Un western noir, Part two.

Après les pirates, les cowboys et les indiens. J’ai fait durer le plaisir et retardé de quelques semaines la lecture de la suite de Lonesome Dove le western de Larry McMurtry. Les vacances, la plage … Quoi de mieux pour attaquer ce pavé ?

La fin du premier épisode a vu les différents protagonistes un peu éparpillés : Lorena, beauté fatale de Lonesome Dove enlevée par un indien renégat ; Augustus McCrae l’ex Texas ranger sur leurs traces ; le shérif July Johnson, son beau-fils et son adjoint sur les traces de sa femme Elmira … Pendant ce temps, Woodrow Call (lui aussi ex Texas ranger) et ses cowboys continuent leur route vers le Montana, terre encore vierge, à la tête de trois mille têtes de bétail. Et les choses vont commencer à sérieusement se gâter …
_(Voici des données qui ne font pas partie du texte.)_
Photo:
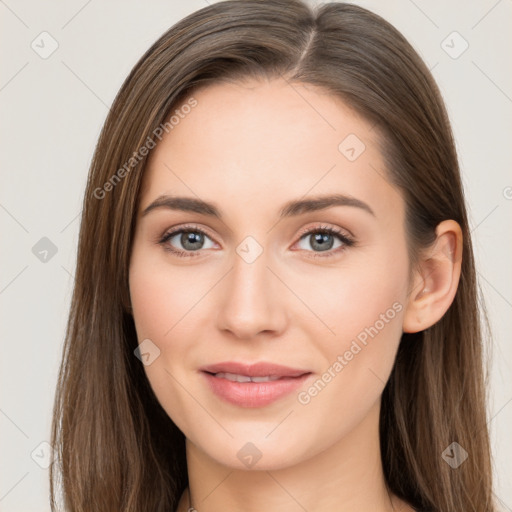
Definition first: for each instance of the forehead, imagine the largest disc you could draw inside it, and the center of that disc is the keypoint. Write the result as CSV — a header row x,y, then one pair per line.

Autant le premier épisode prenait le temps d’installer un rythme, une atmosphère, autant le second démarre sur les chapeaux de roues. Les rounds d’observation sont terminés et la castagne commence pour de bon. Alors attention, ça tombe dru. C’est qu’il est rude et sans pitié l’ouest de Larry McMurtry. Les indiens n’y sont pas gentils, les blancs non plus. Les uns sont la plupart du temps misérables et crèvent de faim, ce qui les rend d’autant plus teigneux quand ils ont une arme à la main. Les autres sont impitoyables, la loi du talion règne et la place des femmes n’est pas toujours enviable.

Ce sont pourtant bien elles les personnages forts et lucides du roman, face à des hommes qui fuient leurs responsabilités et leurs erreurs dans l’action, la guerre et la recherche, permanente, d’une nouvelle frontière. Une fuite en avant qui ne peut se terminer que par un drame. N’imaginez pas pour autant que la vie des femmes est faite de miel et de roses. Ce sont elles qui assument les tragédies, les morts, les vicissitudes du climat, et qui payent souvent de leur vie le moindre moment de faiblesse.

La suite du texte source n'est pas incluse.